Herpeswirusy to jedne z najbardziej rozpowszechnionych wirusów na świecie. Obecnie rozróżnia się ich osiem typów – w tym dwa wirusy opryszczki zwykłej (HSV), wirus Epsteina-Barra (EBV), cytomegalii (CMV), ospy wietrznej i półpaśca (VZV), a także herpeswirusy ludzkie. Każdy z tych wirusów – po pierwotnym zakażeniu – zostaje już z nosicielem na zawsze. Niektóre, jak wirusy opryszczki, co jakiś czas powodują zakażenia objawowe.
Jak się okazuje, dwa spośród tych ośmiu herpeswirusów mogą – czego dowodzi najnowsze badanie, przeprowadzone przez zespół naukowców z Uniwersytetu Ludwiga Maximiliana (LMU) i Helmholtza w Monachium - przyczyniać się do upośledzenia metabolizmu glukozy. A to już prosta droga do cukrzycy typu 2, jednej z najbardziej powszechnych chorób metabolicznych – wg szacunków w 2019 r chorowało na nią aż 9,3 proc. całej światowej populacji.
Na czym polegało badanie?
Badanie opierało się na informacjach dotyczących stanu zdrowia 1967 osób pochodzących z południowych Niemiec. Osoby te zostały dwukrotnie poddane szczegółowym analizom stanu zdrowia – na początku (w latach 2006-2008) i w trakcie obserwacji w latach 2013-2014.

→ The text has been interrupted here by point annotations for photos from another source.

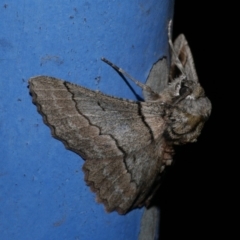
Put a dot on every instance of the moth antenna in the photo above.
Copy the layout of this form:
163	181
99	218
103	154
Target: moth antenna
178	62
141	85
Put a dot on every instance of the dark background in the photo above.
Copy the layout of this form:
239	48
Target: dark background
195	197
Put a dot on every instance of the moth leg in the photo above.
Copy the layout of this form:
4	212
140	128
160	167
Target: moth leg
178	62
141	85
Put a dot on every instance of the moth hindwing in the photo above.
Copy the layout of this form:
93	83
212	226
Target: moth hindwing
125	144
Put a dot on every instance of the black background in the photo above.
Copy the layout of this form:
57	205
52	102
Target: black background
195	197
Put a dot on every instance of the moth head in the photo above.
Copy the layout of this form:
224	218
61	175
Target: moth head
189	110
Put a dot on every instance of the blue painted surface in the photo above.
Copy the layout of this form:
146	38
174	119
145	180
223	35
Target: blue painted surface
42	191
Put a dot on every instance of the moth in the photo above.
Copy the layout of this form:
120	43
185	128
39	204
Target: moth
127	144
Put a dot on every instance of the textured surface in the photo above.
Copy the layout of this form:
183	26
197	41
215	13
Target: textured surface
42	192
126	144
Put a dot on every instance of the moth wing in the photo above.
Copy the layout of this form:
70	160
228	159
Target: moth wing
184	54
114	136
157	79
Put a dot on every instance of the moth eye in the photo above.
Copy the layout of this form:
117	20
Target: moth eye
183	90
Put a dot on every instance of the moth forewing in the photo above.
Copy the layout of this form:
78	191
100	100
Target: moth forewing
125	144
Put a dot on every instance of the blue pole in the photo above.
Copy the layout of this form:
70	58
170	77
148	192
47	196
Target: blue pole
42	190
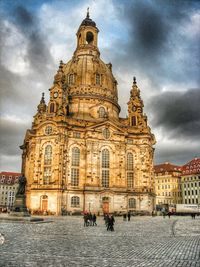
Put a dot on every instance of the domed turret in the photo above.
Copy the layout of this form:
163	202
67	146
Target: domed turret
88	77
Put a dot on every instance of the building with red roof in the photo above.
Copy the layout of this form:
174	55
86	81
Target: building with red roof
8	189
190	182
167	184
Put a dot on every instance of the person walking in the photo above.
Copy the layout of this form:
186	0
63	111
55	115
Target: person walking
124	217
94	218
112	221
129	216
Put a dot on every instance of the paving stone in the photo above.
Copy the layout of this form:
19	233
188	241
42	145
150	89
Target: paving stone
144	241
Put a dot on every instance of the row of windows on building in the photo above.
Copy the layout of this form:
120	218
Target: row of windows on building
75	167
72	78
191	178
8	199
169	187
75	202
192	192
191	201
174	194
196	184
102	113
168	180
169	201
7	187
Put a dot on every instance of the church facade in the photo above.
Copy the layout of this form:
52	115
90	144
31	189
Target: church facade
79	154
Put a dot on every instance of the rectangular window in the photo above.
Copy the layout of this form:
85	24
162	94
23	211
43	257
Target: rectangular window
74	177
47	175
77	135
98	79
105	178
133	121
130	179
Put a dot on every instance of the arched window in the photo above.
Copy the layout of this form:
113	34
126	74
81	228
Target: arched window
132	203
51	107
47	164
102	112
105	167
89	37
75	201
75	156
75	164
129	168
71	79
48	155
98	78
129	162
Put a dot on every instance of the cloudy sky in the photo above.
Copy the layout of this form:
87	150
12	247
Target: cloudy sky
158	41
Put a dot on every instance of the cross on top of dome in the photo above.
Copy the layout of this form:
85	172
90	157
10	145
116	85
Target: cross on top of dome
87	21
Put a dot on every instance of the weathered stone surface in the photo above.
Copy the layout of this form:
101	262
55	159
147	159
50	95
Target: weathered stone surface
83	114
144	241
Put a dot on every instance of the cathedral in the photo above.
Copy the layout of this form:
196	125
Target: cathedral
79	154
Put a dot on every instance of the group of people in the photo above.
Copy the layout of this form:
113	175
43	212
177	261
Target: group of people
90	219
128	215
109	222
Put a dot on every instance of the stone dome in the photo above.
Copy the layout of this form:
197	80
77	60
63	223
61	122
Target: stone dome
89	75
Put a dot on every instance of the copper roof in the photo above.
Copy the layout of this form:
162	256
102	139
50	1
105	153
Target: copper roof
9	177
192	167
166	167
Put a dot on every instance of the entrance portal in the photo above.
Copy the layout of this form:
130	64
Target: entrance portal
105	204
44	203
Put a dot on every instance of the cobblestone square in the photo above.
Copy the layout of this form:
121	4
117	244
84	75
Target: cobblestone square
144	241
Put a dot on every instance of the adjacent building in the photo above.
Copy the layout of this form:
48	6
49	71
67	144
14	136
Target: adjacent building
8	189
167	184
80	154
190	182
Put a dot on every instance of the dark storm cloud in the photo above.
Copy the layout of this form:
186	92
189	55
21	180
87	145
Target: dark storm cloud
178	113
157	44
20	92
176	153
38	51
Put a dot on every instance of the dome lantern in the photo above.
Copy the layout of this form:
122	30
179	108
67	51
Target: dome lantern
87	35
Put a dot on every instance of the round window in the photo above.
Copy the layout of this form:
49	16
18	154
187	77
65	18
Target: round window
89	37
106	133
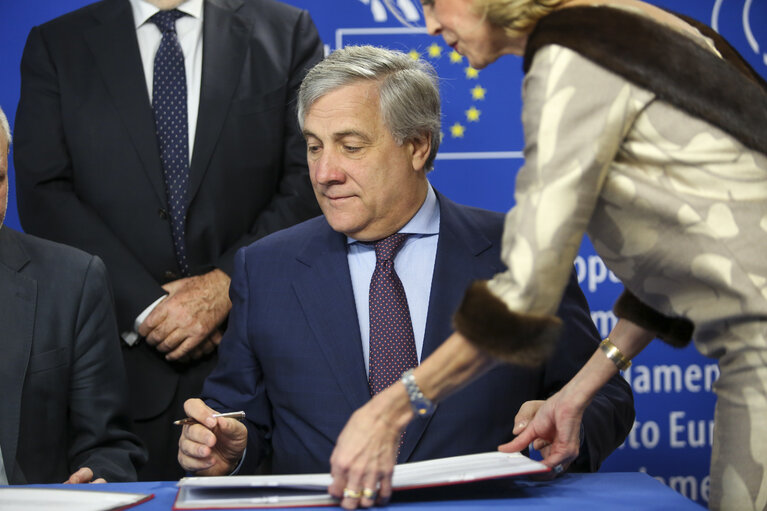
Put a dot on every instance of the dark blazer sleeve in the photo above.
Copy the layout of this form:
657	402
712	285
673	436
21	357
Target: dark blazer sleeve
49	205
237	382
610	416
294	199
98	420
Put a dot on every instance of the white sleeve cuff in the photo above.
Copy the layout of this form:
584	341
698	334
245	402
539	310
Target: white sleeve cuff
131	337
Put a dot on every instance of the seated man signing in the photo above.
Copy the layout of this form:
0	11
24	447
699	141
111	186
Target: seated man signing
63	411
331	311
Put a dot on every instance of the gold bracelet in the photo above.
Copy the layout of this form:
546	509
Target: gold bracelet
615	355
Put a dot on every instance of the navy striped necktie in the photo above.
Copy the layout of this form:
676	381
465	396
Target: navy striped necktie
172	127
392	343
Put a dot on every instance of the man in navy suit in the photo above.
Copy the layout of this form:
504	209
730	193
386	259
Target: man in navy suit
63	413
298	352
90	171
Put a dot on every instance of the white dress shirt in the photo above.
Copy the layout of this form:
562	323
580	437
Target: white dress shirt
189	32
414	264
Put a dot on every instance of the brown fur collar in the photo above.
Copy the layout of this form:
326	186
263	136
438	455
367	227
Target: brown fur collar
726	93
522	339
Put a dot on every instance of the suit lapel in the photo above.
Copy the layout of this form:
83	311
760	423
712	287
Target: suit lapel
18	295
460	244
325	292
115	50
225	44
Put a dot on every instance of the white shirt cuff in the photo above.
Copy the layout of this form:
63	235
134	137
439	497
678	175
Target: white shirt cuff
131	337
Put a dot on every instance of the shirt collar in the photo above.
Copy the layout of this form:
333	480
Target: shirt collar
424	222
143	10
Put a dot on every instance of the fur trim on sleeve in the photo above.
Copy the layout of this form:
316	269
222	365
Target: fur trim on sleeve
676	332
522	339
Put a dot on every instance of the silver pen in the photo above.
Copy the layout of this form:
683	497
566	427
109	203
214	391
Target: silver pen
230	415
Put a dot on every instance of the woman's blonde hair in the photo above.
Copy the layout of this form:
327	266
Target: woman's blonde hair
516	17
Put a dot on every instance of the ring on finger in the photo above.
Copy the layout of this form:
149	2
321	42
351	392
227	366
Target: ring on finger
351	494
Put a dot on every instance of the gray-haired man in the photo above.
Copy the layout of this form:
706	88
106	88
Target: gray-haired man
308	342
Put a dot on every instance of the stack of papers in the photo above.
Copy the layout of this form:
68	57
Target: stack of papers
24	499
232	492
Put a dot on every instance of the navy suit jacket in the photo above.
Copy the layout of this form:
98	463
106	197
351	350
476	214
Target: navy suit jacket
64	395
292	356
88	167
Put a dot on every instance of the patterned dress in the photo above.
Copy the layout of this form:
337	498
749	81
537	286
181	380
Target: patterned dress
676	207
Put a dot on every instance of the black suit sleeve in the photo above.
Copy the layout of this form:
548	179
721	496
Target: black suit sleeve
294	199
610	416
98	421
48	202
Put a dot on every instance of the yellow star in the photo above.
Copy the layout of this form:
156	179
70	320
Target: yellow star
435	51
478	92
456	130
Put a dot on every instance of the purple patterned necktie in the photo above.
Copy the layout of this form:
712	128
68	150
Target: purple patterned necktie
392	344
171	124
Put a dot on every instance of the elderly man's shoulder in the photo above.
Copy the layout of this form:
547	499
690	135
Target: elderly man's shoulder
38	257
292	238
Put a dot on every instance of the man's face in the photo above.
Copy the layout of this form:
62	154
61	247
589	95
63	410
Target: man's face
367	185
3	177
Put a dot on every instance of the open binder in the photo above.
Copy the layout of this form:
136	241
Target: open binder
298	490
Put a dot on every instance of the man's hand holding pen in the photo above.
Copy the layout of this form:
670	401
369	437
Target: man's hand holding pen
210	443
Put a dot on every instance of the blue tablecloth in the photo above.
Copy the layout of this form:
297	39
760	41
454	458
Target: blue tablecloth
612	491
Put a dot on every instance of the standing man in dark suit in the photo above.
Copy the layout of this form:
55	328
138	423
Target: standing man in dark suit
309	337
161	136
63	411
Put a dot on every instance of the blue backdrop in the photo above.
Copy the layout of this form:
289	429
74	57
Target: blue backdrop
477	164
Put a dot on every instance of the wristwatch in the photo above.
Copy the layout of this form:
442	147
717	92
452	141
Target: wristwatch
422	405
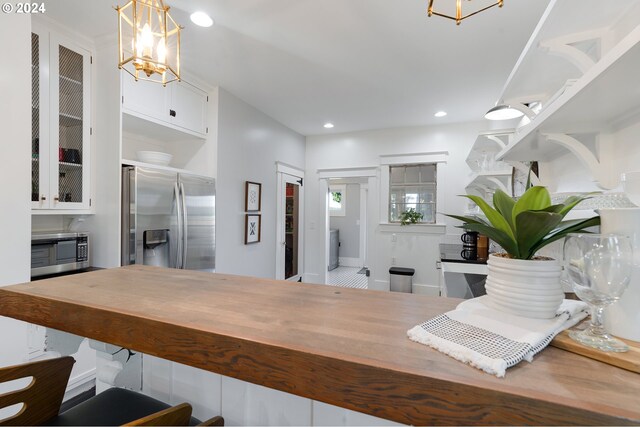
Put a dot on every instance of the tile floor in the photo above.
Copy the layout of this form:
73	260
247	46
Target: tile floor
347	277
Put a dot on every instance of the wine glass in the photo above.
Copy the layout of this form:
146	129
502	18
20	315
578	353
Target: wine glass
599	268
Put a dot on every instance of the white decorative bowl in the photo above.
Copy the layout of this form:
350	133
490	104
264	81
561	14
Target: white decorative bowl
154	157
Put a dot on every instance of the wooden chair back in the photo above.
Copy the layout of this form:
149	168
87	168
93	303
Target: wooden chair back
42	396
178	415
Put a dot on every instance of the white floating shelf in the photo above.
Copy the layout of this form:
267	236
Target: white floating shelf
606	95
594	25
491	180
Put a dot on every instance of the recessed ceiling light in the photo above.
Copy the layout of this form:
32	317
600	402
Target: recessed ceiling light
201	19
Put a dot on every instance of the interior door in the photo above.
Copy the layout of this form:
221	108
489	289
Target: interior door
290	228
199	203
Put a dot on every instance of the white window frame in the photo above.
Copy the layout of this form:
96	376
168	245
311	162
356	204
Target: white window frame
420	184
439	157
342	188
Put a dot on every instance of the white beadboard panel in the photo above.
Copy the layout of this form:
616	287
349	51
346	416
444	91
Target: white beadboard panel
156	377
246	404
200	388
329	415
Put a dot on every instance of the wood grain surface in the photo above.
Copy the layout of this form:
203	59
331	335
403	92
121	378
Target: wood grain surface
345	347
629	360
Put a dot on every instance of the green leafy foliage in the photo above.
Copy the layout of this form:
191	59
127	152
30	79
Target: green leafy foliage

Badania te obejmowały testy na obecność herpeswirusów, doustne testy tolerancji glukozy i pomiar hemoglobiny glikowanej (HbA 1c), czyli miarę kontroli poziomu cukru we krwi w trakcie ostatnich 3 miesięcy. Średnia wieku uczestników wynosiła 54 lata, a w analizie uwzględniono również pozostałe czynniki ryzyka, związane z rozwojem cukrzycy, w tym BMI, palenie papierosów, aktywność fizyczną, cukrzycę u rodziców i nadciśnienie.
Szczegółowa analiza wykazała, że u osób, u których rozwinął się prowadzący do cukrzycy stan przedcukrzycowy, stwierdzono również zakażenie wirusem opryszczki (HSV typu 2) oraz wirusem cytomegalii (CMV) – HSV2 zwiększał ryzyko rozwoju tego stanu o 59 proc. a infekcja CMV – o 33 proc.
„Badanie wykazało, że że zarówno HSV2, jak i CMV konsekwentnie i komplementarnie przyczyniały się do rozwoju stanu przedcukrzycowego, nawet po uwzględnieniu innych czynników ryzyka” – twierdzą autorzy badania. Stwierdzono również, że obecność wirusa opryszczki jest powiązana z wyższym poziomem hemoglobiny glikowanej.
Co to dla nas oznacza?
Póki co mechanizmy, dzięki którym wirusy mogą przyczynić się do rozwoju stanu przedcukrzycowego i cukrzycy typu 2, są nieznane. Autorzy badania sugerują, że zarówno wirusy opryszczki, jak i cytomegalii, wywołują przewlekłe infekcje, które mogą wpływać na pracę układu odpornościowego, tłumiąc lub pobudzając jego aktywność – a to z kolei może odbić się na funkcjach układu hormonalnego.
To jednak wymaga jeszcze zbadania. Niniejsze badanie może natomiast dać lekarzom - zdaniem jego autorów – dodatkowe informacje o ryzyku zachorowania na cukrzycę.
Jak podsumowują: „Wyniki te podkreślają związek między wirusami a stanem przedcukrzycowym oraz potrzebę dalszych badań oceniających strategie profilaktyki wirusowej zdrowia publicznego, w tym konieczność opracowania skutecznych szczepionek przeciwko wirusom opryszczki”.